Die schmale weiße Fassade wirkt, als hätte sie sich gerade noch so zwischen die Bäckerei und das Drogeriegeschäft gequetscht. Auf dem Schild prangt der Schriftzug "Islamische Vereinigung in Österreich", kurz IVÖ. Darauf abgebildet ist auch Österreich samt seiner Landesgrenzen, passend in Rot-Weiß-Rot gehalten. Im Inneren befindet sich die sogenannte Al-Hidaya-Moschee, ein bekanntes muslimisches Gebetshaus im zweiten Wiener Gemeindebezirk. Und mitunter dort soll der Vereinspräsident und Imam in Personalunion, Ibrahim D., in seinen auf Arabisch gehaltenen Predigten die Ideologie der Muslimbruderschaft verbreitet, "das Martyrium und den Tod im Einsatz für die Religion" verherrlicht und offen mit der palästinensischen Terrororganisation Hamas sympathisiert haben.

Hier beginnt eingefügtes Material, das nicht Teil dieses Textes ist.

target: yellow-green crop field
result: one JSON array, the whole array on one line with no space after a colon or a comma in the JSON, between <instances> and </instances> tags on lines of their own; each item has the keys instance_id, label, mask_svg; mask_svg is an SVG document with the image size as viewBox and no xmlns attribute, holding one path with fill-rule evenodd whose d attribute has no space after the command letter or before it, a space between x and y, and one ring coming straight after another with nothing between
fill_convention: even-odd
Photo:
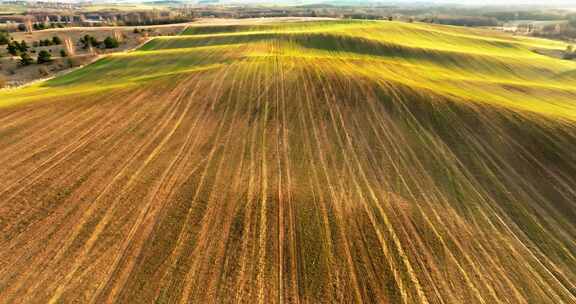
<instances>
[{"instance_id":1,"label":"yellow-green crop field","mask_svg":"<svg viewBox=\"0 0 576 304\"><path fill-rule=\"evenodd\" d=\"M190 26L0 92L0 303L575 303L576 62Z\"/></svg>"}]
</instances>

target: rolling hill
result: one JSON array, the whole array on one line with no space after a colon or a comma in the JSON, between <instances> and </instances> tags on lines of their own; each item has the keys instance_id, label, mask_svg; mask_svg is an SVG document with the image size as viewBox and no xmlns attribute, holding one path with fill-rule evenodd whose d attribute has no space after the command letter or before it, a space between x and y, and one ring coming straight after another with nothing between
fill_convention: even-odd
<instances>
[{"instance_id":1,"label":"rolling hill","mask_svg":"<svg viewBox=\"0 0 576 304\"><path fill-rule=\"evenodd\" d=\"M574 303L563 48L202 25L0 92L0 302Z\"/></svg>"}]
</instances>

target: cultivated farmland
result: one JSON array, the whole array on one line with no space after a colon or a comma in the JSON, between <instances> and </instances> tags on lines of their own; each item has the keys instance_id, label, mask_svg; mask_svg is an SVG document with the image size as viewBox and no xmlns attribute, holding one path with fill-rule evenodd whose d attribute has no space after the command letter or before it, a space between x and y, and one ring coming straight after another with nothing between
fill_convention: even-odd
<instances>
[{"instance_id":1,"label":"cultivated farmland","mask_svg":"<svg viewBox=\"0 0 576 304\"><path fill-rule=\"evenodd\" d=\"M576 63L190 26L0 92L1 303L574 303Z\"/></svg>"}]
</instances>

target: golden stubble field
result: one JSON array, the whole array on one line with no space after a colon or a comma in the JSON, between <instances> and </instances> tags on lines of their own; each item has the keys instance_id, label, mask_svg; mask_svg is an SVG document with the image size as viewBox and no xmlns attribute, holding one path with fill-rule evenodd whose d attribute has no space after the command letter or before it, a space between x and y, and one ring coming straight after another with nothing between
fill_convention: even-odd
<instances>
[{"instance_id":1,"label":"golden stubble field","mask_svg":"<svg viewBox=\"0 0 576 304\"><path fill-rule=\"evenodd\" d=\"M574 302L576 65L535 47L205 25L2 92L0 302Z\"/></svg>"}]
</instances>

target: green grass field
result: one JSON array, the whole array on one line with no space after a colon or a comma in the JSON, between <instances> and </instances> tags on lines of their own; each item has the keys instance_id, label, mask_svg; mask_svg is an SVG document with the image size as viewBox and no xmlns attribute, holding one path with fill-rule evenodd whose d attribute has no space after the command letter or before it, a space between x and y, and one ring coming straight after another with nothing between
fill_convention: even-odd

So lautet zumindest die Schlussfolgerung einer 143 Seiten dicken Studie der Dokumentationsstelle Politischer Islam. Dafür hat sich die Forschungsstätte speziell etliche Videopredigten des Imams angesehen, die in den Jahren 2013 bis 2020 auf Youtube hochgeladen wurden. Dabei mache der Prediger deutlich, dass er die Hamas "als Vorbild für Muslime und Musliminnen weltweit sieht". Diese werde von Ibrahim D. als Trägerin der "Mannhaftigkeit" beschrieben, "die sich durch die Liebe zum Märtyrertum und die Bereitschaft, für die Religion zu sterben, auszeichne", heißt es in der Studie.

In den Büchern der moscheeeigenen Bibliothek werde etwa Antisemitismus propagiert, der Trennung von Staat und Religion abgeschworen und "die sexuelle Verweigerung der Frau gegenüber dem Mann lediglich bei Vorliegen einer medizinischen Indikation oder aus religiösen Gründen erlaubt. Andernfalls könne sexueller Verkehr durch den Mann auch durch 'leichtes Schlagen' durchgesetzt werden." Integrationsministerin Susanne Raab (ÖVP) kündigte ein Ermittlungsverfahren durch das zuständige Kultusamt an.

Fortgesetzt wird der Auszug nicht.